The friendship between Jules and Jess is forged and strengthened, not only by each others’ shared love of the game, but also by compassion for the misunderstandings each of them has to bear from their parents. While Jess’ staunchly conservative family find her passion for soccer baffling and inappropriate, Jules’ mother (Paula Paxton, played with restrained British neurosis by Juliet Stevenson) fears that her sporty, short-haired, tom-boyish daughter is a lesbian. These obstacles lead to several sweetly funny moments, like when Jess is spotted outside a tube station by Pinkie’s soon to be in-laws hugging Jules, who they believe to be an English boy she’s surreptitiously dating. Or when Jules’ mom overhears part of an argument the girls are having about coach Joe’s wayward affections, which she confuses for a lover’s spat.
But these minor obstacles are merely a primer for the bigger hurdles to come. When Jess gets busted returning from an exhibition game in Germany by her meddling family, they promptly being policing her with renewed vigor, making her sneaking out to games impossible. This is especially unfortunate given that at the upcoming championship game (which falls, maybe a little unsurprisingly, on the same day as her sister’s wedding) there will be an American scout who could potentially make Jess and Jules’ footballing dreams a reality.
Though Bend it Like Beckham is more light entertainment than feminist soapboxing, it as much a film about girls making a place for themselves in a boy’s world, as it is about bending the rules of tradition to allow for the opportunities presented by modern culture. That being said, Jess’ parents, for all of their faults, are not reduced to crudely drawn authority figures. They don’t simply say “no” and then go bumbling about their business blind to the fact that their children are doing the very things that they were forbidden. They are involved and caring and not opposed to compromise. For example; Pinkie’s wedding is a “love match”, meaning that it was not an arranged marriage, as Sikh custom dictates, but a mate chosen by Pinkie herself who just happens to be “a nice Indian boy”. And Jules’ mom’s terror that Jules may be a lesbian is not driven by any prejudices against being gay (not that there’s anything wrong with that). In a telling moment she confides her fears saying; “Do you have any idea what people do to people like that?” Even Jess’ dad is not unsympathetic to her plight when he recalls his own athletic past. Seems he had quite a future on the cricket pitch, but on his arrival to England, he found himself culturally ostracized and voluntarily hung up his spikes when he grew tired of turban jokes.
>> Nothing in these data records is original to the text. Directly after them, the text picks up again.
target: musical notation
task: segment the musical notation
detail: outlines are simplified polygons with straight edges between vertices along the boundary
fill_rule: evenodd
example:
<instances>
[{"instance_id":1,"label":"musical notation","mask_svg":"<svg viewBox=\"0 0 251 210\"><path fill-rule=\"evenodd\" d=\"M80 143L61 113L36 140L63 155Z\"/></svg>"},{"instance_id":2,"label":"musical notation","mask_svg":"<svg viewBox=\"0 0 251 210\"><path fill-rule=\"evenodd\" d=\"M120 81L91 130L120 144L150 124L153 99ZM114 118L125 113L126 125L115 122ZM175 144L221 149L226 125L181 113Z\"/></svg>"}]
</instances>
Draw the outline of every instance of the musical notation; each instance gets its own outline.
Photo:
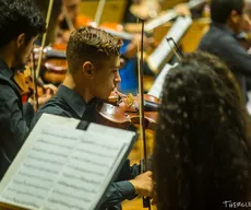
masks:
<instances>
[{"instance_id":1,"label":"musical notation","mask_svg":"<svg viewBox=\"0 0 251 210\"><path fill-rule=\"evenodd\" d=\"M1 199L31 209L92 209L123 148L106 135L43 128Z\"/></svg>"}]
</instances>

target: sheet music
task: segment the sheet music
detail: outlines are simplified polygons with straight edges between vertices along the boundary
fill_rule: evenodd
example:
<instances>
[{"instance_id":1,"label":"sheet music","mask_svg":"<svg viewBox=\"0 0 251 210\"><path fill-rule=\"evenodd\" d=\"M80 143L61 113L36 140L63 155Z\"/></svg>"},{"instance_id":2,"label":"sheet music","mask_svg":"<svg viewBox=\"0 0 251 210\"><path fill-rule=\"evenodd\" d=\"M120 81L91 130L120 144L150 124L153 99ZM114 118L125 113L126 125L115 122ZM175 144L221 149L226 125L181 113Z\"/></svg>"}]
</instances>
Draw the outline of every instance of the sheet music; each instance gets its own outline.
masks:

While the theme of cultural exclusion is merely treated as an unsightly wayward crumb atop this formulaic little confection, and not explored in any great or surprising depth, it’s hard to find fault with its inability to dwell on the negative. It is, after all, a happy little movie, and for all that, I didn’t sit in the front row so that I’d have a better chance of hitting the screen when I spit in disgust. Turns out the front row were the only seats available on the fourth showing the night it opened. That, and I am like, so above that kind of tacky display against cinematic convention. Besides, Bend It Like Beckham was busy reminding me that I’m not against escapist movies per se. I just rarely see any done so...wonderfully.